For the first half of the semester, students will learn about the scientific method. They will then visit the Best Friends Animal Society in Southern Utah during spring break. After students return from the trip, they will be working on projects that reform some aspect of how our society treats or manages companion animals.

“I want to give students an understanding beyond ‘I love my puppy’ and have them really look at legal aspects behind companion animals,” said Sardinia.

The Best Friends Animal Society is a plot in Kanab, Utah that is run by volunteers. While at the animal shelter, students can pick which animals they’d like to work with. Students will have three-hour shifts in the morning and afternoon to help with exercising, socializing, cleaning and playing with the animals in the specific section of the shelter they choose to work in.

“I visited the Best Friends Animal Sanctuary a few years ago and thought it was a great place for students to do civic engagement,” said Sardinia.

This two-credit course is new to Pacific University and was created by Sardinia with the help of Director of Civic Engagement Stephanie Stokamer,  to give students an additional class that satisfied their civic engagement credit and also part of their natural sciences requirement. The class will focus on the application of the scientific method to propose ideas that may reform the way companion animals are managed in our society.

Sardinia explained that there is a lot of emotion behind the treatment and management of companion animals.

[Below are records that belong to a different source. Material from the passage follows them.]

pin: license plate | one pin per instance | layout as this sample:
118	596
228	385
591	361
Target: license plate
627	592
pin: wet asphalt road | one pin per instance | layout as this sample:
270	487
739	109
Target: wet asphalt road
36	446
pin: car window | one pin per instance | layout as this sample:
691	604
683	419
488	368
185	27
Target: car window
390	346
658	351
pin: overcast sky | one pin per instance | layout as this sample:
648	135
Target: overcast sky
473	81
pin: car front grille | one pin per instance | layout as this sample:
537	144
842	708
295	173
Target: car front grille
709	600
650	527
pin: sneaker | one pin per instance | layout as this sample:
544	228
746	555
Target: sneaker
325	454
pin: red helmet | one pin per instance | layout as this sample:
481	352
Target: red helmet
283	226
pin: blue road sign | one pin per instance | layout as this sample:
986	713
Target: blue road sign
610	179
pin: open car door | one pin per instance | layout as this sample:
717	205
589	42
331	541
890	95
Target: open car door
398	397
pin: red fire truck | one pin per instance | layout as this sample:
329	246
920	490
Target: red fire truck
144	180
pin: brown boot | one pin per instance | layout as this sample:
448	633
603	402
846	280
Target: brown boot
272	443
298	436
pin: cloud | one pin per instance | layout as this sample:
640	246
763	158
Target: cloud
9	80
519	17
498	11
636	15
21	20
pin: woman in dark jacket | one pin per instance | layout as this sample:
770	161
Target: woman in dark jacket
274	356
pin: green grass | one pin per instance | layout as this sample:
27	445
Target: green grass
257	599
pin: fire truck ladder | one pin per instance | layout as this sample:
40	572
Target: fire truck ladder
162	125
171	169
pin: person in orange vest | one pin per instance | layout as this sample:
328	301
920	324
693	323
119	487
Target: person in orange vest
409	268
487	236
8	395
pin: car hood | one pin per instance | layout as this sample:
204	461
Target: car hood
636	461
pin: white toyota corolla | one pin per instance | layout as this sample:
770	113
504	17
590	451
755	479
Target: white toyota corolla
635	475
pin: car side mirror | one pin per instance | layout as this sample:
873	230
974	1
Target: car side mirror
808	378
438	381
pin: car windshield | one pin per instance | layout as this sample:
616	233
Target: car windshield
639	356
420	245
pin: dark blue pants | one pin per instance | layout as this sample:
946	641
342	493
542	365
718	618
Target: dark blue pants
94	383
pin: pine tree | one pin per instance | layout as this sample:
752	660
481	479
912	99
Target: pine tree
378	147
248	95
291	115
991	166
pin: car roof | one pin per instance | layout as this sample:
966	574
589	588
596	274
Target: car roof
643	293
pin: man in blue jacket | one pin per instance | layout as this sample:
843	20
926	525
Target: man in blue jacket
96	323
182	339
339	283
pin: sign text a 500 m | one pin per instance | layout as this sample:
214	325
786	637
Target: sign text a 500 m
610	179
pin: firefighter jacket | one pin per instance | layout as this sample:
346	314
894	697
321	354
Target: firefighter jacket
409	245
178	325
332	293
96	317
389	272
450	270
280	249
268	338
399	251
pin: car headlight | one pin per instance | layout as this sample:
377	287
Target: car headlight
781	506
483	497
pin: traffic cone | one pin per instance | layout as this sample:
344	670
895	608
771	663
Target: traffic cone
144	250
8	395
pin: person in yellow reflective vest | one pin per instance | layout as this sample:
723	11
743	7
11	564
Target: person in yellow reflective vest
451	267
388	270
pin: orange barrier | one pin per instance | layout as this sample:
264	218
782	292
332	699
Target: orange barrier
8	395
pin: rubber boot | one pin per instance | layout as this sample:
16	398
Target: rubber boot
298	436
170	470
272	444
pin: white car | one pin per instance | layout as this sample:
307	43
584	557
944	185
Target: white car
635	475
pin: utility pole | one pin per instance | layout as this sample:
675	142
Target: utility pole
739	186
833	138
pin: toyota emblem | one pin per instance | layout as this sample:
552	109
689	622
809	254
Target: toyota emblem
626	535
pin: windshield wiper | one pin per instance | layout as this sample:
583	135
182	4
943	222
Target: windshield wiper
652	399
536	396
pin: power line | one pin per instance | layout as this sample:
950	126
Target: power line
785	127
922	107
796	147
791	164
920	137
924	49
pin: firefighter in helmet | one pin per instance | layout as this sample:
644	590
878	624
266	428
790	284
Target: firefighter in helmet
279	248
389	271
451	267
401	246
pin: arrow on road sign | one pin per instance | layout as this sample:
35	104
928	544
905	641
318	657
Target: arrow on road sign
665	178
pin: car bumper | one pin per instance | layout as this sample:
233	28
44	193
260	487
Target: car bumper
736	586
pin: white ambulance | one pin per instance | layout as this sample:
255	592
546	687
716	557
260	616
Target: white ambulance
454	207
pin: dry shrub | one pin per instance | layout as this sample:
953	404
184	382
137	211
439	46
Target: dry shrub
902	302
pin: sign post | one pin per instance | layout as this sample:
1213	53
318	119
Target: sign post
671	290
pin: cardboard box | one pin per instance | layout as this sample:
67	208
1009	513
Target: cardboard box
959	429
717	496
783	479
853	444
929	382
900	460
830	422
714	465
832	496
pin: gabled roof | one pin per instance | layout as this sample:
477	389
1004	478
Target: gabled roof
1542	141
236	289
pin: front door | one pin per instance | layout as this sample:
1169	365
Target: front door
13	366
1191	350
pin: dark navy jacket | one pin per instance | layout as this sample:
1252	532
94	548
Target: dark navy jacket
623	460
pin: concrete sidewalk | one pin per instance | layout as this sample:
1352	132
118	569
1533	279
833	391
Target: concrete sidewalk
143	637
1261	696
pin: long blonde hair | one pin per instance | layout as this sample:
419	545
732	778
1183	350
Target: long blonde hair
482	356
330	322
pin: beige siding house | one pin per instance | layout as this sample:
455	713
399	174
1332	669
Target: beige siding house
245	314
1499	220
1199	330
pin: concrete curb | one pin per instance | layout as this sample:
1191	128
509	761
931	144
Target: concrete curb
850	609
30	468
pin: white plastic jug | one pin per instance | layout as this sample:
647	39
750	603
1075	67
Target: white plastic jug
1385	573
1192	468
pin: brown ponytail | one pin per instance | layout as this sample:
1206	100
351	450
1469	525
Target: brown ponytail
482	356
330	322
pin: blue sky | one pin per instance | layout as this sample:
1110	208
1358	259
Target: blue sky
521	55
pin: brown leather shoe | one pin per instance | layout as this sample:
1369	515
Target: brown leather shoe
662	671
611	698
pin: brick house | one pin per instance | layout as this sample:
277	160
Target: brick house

She is a lawyer who is a member of the Oregon Bar Association and being an animal lover herself, Sardinia works with the animal law section.

Some topics of discussion in regard to companion animals are how to manage feral cats and the affect it has on the songbird population, the exemption of certain breeds of dogs in states such as the pit bull and the expansion of service animals.

“This class will allow students to take an issue that interests and possibly bothers them and write a proposal with solutions on how to reform it,” said Sardinia. “Basically we want to work to develop new laws to better manage and defend companion animals.”

Proposals in the class that are well developed will be presented to Oregon legislators who work in the animal law section.